Richard is currently gathering signatures on a petition demanding that Instagram reform its community guidelines “to treat all legally operating cannabis businesses equally.”
The heart of the grievance? Unequal enforcement, according to the petition:
“Instagram continues to suspend and delete the pages of licensed and legal cannabis companies for violation of their vague and outdated policy prohibiting “attempts by individuals, manufacturers and retailers to purchase, sell or trade” marijuana. This policy is not enforced equally, with large multi-state corporations being allowed to promote their products and locations, while smaller, independent operators lose access to their Instagram pages, which are essential marketing tools in 2022.”
Influence others by eating their lunch
Can Elon Musk demand a change in the policies of Instagram?
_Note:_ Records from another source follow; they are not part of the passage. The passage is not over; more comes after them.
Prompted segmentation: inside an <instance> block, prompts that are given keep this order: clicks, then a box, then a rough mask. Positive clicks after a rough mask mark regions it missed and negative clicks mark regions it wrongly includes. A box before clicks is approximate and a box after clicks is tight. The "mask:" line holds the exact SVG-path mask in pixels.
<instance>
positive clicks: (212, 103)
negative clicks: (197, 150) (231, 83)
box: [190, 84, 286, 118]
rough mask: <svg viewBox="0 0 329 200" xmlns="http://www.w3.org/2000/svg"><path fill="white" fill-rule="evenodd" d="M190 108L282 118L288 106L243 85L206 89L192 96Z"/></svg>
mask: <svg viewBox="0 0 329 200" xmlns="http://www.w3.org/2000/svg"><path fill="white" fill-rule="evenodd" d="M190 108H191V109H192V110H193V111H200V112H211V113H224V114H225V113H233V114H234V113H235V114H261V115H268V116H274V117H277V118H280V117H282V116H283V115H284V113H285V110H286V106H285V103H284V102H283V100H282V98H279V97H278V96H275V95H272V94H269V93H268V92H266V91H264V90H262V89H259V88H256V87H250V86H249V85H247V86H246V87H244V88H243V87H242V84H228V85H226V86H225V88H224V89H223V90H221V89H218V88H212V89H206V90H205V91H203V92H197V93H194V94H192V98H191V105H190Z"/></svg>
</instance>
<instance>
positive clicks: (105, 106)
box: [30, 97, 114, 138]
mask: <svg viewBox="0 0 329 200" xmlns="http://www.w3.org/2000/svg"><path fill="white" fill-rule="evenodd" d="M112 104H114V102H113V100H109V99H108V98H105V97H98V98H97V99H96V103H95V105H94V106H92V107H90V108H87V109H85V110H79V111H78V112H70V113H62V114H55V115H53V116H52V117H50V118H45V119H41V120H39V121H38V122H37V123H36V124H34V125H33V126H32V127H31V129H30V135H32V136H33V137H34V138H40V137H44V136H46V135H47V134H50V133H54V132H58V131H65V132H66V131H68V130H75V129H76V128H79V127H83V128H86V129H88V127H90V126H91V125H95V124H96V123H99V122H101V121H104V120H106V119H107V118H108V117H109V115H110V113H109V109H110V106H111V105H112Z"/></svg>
Of course not. This is a situation where he could force a change, however, by simply opening his arms to cannabis companies and then gaining ground on Insta.
The Meta-owned giant has nearly ten times as many active monthly users as Twitter. Instagram is younger, hotter, and more hip. If a Musk-over of Twitter can change that perception and eat into that lead, Instagram could be forced to reconsider its stodgy and outdated cannabis policies. And that could lead to a change in the other Meta properties as well.
There are no guarantees, but it could work. Elon Musk alone couldn’t force GM and Ford to start making electric cars. The success of Tesla forced them to follow his lead or become obsolete. Let’s see what he can do with social media.